En muchas ocasiones, ante las advertencias de mi madre quien, desesperada, expresaba premoniciones acerca de mi futuro si seguía bebiendo tanto, le levantaba la voz y le contestaba furioso con argumentos que trataban de culparla a ella y a la familia por mi situación actual. Yo sabía que era injusto y que le hacía daño, pero nunca fui capaz de pedirle perdón y tardé mucho tiempo en hacerme responsable de mi situación.

A mi novia que una tarde me amenazó con dejarme solo en un bar al que habíamos ido a tomar una cerveza y yo ya llevaba cinco, la agarré por los hombros zarandeándola y gritándole que en mi vida mandaba yo y no iba a permitir que ella la manejara. No era la primera vez que tenía que aguantar mi enfurecimiento por cosas banales.

Me dejó entonces y para siempre. A mis llamadas telefónicas pidiéndole que volviéramos a nuestra relación, me contestaba que, aunque me quería, su amor por ella misma era más grande y no estaba dispuesta a ser maltratada o perder la vida en uno de mis arrebatos. Yo no entendía los augurios de mis dos mujeres y los consideraba exageraciones .

Haber perdido mi pareja y mi soledad emocional empeoró mi problema, hasta el punto de arriesgarme a perder mi trabajo que exigía concentración y serenidad. Estaba tan cerca de la desintegración que presentí mi final. Avergonzado, traté de curarme solo, porque mi orgullo no me permitía pedir ayuda. No funcionó.

Mi madre solo almacenaba un par de cervezas en la nevera que reponía semanalmente, pero no sabía de todo el alcohol que tenía guardado en casa, en los sitios más inverosímiles para que ella no lo encontrara. Me deshice de todas las botellas; isopropílico, enjuague bucal y extracto de vainilla incluidos.
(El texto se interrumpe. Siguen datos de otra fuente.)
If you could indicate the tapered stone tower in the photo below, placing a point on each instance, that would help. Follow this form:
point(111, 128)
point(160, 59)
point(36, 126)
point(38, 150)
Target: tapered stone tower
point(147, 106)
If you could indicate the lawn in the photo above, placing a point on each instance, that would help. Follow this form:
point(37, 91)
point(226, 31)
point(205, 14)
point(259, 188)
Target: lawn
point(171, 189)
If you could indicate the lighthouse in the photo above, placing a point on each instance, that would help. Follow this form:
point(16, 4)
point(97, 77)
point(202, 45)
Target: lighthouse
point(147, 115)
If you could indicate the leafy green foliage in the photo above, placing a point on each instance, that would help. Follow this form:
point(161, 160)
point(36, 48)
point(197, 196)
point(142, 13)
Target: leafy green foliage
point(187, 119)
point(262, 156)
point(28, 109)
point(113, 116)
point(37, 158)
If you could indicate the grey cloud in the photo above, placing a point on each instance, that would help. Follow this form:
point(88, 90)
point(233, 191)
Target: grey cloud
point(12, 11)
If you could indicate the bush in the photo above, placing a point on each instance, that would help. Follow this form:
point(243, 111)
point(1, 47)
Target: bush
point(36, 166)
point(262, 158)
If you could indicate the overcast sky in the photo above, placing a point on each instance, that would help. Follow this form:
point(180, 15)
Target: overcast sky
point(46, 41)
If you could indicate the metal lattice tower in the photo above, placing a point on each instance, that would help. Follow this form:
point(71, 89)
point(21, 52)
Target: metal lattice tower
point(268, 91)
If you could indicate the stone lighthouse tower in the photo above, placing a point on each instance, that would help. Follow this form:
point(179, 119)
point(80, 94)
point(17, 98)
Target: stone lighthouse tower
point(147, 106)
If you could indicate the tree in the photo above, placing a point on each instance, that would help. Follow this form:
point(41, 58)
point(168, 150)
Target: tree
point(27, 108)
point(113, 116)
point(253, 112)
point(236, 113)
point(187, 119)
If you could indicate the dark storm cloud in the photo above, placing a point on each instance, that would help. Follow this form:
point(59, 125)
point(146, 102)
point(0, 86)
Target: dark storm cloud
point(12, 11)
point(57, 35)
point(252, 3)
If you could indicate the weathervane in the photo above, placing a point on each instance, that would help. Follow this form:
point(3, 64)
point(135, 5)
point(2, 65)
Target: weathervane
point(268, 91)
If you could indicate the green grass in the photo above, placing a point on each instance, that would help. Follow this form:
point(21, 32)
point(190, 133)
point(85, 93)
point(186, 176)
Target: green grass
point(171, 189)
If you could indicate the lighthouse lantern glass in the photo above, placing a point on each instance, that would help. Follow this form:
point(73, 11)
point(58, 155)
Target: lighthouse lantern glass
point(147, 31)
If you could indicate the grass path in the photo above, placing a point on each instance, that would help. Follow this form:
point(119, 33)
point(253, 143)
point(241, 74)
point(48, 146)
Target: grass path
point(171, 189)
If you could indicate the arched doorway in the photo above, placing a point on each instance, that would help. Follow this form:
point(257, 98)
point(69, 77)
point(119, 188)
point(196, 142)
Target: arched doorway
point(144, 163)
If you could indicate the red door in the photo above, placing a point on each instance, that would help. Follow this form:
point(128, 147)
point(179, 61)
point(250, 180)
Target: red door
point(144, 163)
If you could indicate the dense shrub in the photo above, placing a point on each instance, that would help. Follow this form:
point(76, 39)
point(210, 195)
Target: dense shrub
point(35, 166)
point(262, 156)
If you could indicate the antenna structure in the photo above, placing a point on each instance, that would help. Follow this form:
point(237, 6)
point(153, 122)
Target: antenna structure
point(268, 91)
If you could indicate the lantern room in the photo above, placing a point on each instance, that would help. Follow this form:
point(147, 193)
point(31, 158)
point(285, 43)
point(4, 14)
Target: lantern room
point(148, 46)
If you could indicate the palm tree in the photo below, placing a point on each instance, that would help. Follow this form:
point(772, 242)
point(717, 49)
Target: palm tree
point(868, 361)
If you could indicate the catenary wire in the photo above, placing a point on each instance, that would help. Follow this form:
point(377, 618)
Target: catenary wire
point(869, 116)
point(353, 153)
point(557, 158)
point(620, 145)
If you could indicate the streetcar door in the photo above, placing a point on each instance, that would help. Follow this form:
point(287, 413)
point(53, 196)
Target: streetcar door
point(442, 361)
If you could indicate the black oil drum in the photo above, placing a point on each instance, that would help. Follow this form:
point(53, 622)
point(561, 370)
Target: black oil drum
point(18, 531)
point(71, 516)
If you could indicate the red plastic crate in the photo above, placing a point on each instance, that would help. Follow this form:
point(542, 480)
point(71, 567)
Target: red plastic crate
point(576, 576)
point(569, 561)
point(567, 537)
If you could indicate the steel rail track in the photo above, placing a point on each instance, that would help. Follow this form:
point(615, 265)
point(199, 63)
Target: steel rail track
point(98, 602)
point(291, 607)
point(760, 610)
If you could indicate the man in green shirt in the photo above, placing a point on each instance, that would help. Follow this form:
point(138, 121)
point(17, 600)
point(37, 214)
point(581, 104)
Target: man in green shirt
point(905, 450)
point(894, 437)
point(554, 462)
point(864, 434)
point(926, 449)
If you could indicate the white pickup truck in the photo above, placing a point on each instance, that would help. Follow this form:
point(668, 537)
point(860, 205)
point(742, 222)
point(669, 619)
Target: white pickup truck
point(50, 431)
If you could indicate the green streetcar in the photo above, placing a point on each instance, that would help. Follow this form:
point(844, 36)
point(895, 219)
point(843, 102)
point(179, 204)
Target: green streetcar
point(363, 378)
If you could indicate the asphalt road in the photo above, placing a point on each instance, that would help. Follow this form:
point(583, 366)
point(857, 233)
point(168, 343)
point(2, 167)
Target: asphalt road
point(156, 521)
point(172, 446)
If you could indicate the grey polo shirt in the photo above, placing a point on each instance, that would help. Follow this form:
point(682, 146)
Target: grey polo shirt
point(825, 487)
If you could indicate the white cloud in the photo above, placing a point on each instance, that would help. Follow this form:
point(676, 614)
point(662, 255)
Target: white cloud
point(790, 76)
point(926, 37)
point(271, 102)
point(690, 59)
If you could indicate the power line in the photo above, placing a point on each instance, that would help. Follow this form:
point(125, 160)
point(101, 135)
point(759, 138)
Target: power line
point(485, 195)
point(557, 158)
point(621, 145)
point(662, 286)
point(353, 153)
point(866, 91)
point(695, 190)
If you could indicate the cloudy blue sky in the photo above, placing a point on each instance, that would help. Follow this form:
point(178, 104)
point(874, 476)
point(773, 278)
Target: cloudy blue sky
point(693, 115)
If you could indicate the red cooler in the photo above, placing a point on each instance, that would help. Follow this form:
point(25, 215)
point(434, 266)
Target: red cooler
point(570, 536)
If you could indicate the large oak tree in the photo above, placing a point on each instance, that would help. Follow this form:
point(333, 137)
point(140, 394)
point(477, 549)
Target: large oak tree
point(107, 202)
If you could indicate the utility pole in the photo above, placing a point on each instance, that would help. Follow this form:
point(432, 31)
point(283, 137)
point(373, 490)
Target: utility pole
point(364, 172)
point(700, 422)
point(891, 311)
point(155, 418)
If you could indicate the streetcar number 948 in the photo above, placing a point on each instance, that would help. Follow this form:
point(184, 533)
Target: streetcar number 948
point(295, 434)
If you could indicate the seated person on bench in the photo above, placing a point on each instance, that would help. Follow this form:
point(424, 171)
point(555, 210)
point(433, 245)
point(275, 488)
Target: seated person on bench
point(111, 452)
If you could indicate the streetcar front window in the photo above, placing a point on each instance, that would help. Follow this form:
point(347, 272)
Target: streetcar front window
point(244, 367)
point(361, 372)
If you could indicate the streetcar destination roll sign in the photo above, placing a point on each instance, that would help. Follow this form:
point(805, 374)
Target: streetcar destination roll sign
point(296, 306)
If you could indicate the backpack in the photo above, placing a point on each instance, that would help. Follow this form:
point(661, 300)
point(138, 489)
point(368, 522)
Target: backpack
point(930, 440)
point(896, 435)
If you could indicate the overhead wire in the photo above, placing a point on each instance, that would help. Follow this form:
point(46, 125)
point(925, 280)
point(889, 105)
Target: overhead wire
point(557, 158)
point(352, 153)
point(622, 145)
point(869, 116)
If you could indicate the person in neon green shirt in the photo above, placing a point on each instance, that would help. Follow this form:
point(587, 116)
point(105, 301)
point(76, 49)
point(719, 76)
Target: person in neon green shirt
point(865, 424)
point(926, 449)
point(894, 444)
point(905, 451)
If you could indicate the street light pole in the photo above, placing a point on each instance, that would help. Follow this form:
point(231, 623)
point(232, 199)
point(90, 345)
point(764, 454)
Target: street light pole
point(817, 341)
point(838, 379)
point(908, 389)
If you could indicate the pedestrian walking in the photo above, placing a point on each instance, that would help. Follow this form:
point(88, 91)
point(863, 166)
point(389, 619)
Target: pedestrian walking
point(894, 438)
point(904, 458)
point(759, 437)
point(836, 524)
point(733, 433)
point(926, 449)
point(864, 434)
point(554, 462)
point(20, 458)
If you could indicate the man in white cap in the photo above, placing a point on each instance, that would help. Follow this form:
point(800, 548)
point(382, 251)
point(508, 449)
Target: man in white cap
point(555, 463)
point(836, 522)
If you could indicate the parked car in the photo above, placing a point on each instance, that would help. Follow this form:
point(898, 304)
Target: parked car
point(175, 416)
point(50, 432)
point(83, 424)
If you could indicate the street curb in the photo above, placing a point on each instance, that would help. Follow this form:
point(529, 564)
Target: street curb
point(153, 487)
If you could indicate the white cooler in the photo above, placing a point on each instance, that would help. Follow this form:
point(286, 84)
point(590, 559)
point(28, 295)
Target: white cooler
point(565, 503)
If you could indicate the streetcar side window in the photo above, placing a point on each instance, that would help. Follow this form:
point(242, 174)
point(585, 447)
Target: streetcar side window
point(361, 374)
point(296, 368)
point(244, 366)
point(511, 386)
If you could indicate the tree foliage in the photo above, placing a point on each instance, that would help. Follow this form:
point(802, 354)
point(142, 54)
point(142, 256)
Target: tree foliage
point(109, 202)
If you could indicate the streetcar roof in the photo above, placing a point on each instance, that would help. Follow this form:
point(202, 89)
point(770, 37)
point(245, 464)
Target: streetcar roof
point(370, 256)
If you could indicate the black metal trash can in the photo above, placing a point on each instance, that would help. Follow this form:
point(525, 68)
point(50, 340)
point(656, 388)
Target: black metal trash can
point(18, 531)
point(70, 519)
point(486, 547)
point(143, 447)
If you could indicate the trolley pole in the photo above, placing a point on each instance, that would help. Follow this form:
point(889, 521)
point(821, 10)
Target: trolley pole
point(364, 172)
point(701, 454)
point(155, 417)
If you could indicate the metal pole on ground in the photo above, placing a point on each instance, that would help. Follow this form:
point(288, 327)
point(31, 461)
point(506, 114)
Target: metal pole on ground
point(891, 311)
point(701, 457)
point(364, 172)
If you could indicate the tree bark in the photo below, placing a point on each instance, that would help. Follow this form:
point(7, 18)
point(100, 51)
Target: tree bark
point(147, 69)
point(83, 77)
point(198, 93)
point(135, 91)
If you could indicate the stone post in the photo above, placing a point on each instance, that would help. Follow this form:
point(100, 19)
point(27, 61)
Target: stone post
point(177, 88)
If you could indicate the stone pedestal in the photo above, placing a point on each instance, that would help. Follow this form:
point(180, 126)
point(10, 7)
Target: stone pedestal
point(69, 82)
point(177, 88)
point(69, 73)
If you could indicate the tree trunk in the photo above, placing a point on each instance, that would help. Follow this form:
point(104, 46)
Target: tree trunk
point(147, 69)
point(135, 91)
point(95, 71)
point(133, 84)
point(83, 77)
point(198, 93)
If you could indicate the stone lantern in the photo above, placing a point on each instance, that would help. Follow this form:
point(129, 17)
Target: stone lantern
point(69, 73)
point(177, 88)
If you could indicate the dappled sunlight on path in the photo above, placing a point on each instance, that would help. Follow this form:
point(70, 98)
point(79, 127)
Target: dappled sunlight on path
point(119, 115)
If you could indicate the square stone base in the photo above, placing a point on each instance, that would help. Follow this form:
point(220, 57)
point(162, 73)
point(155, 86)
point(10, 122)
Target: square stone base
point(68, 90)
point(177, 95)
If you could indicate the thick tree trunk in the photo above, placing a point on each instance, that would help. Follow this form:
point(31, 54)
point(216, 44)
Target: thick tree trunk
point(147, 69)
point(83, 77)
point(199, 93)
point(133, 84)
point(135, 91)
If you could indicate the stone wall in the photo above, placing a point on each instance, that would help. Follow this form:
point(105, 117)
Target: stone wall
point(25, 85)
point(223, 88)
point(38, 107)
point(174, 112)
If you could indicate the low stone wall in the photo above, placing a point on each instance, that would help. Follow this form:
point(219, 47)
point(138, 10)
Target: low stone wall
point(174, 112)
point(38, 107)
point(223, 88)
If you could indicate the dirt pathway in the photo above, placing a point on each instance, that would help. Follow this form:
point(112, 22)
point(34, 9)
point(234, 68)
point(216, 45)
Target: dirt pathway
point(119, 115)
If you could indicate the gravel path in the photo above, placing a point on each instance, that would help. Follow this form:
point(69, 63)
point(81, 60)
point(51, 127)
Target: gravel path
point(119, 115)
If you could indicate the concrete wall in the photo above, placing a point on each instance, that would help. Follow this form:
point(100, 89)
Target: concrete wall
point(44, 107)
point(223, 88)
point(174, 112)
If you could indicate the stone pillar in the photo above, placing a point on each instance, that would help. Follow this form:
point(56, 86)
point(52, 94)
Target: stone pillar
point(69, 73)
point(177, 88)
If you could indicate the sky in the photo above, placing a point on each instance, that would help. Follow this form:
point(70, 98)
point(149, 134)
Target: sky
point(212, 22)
No volví a juntarme con mis compañeros de bebida, a pesar de recibir llamadas invitándome a sus tertulias en las que siempre terminábamos hablando disparates y dejando restos de nuestra digestión por todos los lados. Nuestra degradación era exponencial.

No pedí ayuda. Sin nadie que me informara del proceso para salir del vicio ni me acompañara, entraba en abstinencia sin tener en cuenta el “mono” que aparecía después de ocho horas y se hacía fuerte al día siguiente. Comencé a imitar a mi padre encerrándome en la misma habitación que él lo hacía.

Fallé muchas veces.

La ansiedad me hacía sentir como un animal acorralado y muchas veces pensé en quitarme la vida. No lo hice por amor a mi madre, a la que veía sufrir y dirigirse a mí con sus ojos enrojecidos.

Temía no poder seguir adelante sin alcohol y al mismo tiempo me veía morir joven si seguía así. Pedí vacaciones en mi trabajo y tomé mi recuperación como el proyecto de vida.

Busqué ayuda en Alcohólicos Unidos y, por fin, comencé a ver la luz al final del túnel.

Se que soy el único responsable de mi comportamiento, de mi salud y de mi vida. He dejado de culpar a mi familia y al ambiente en el que me muevo, por mi vicio.  He aceptado mi debilidad y, al mismo tiempo, declarado mi fortaleza para curarme.

No ha sido ni es fácil, pero, una vez sobrepasado el momento de la tentación, me felicito por haber ganado la pelea.

Cada vez falta menos, aunque no se cuánto.

Cuando esté listo lo sabré y comenzaré una vida digna y llena del amor que puedo dar y creo merecer. Se que puedo.